Warning that the Christchurch massacre was a wake-up call for media outlets, the Australian Greens said the recent example of convicted criminal and right-wing extremist Blair Cottrell being invited on Sky News, Nine, Seven and the ABC suggested the regulator needed to have stronger powers.

“Broadcasters can now invite neo-nazis and far-right extremists onto their programs for panel discussions without facing any penalty from the regulator,” Greens Senator Sarah Hanson-Young said.

“This mainstreams and normalises extremist ideology that further emboldens hate speech, which puts public safety at risk,” she said.

“Subscription services like Sky News and online news streaming should not have a lower level of scrutiny, especially when they are broadcast in so many public spaces and so many people are moving to consuming their news online.”

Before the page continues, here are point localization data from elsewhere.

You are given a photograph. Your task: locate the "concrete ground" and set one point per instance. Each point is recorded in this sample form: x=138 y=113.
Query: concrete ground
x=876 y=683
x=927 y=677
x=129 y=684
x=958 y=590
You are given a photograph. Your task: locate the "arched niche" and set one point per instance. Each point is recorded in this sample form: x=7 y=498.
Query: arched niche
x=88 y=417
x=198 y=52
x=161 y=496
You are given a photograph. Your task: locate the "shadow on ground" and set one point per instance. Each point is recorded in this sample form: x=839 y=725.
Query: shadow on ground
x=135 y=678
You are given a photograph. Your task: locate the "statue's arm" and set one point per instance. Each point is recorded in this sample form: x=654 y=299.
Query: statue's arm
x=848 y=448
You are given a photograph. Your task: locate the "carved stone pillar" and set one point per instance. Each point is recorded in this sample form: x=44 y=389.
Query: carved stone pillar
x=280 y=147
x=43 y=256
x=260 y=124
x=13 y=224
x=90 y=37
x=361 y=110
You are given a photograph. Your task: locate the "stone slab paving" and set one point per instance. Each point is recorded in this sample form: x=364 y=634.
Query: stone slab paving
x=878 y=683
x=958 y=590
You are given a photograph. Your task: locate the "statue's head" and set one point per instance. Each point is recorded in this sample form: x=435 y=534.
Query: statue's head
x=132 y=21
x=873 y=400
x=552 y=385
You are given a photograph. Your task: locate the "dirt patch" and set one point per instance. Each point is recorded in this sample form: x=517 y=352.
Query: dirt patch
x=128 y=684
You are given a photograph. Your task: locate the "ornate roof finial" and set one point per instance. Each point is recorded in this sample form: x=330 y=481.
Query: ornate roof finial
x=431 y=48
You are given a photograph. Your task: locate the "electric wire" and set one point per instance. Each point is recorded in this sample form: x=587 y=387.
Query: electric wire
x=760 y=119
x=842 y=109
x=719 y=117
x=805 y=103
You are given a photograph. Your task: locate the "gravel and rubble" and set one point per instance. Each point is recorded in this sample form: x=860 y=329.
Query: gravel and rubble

While the sweeping reforms are unlikely to ever be legislated, they do provide a roadmap for the Greens’ preferred position on any future media reform to be considered by Parliament.

“Australians from all walks of life are concerned about the role the news and social media are playing in people’s lives,” Greens media spokesperson, Senator Hanson-Young said.

Footballer Tayla Harris was subjected to vile online abuse over this photo.

“In an era of ‘fake news’, tragedies like we saw in Christchurch, and countless examples like the treatment of (AFLW star) Tayla Harris, it’s easy to see why.

“We have one of the most concentrated media markets in the democratic world. Whether it’s traditional media or new social media, for too long the rules have put profits ahead of the public interest.”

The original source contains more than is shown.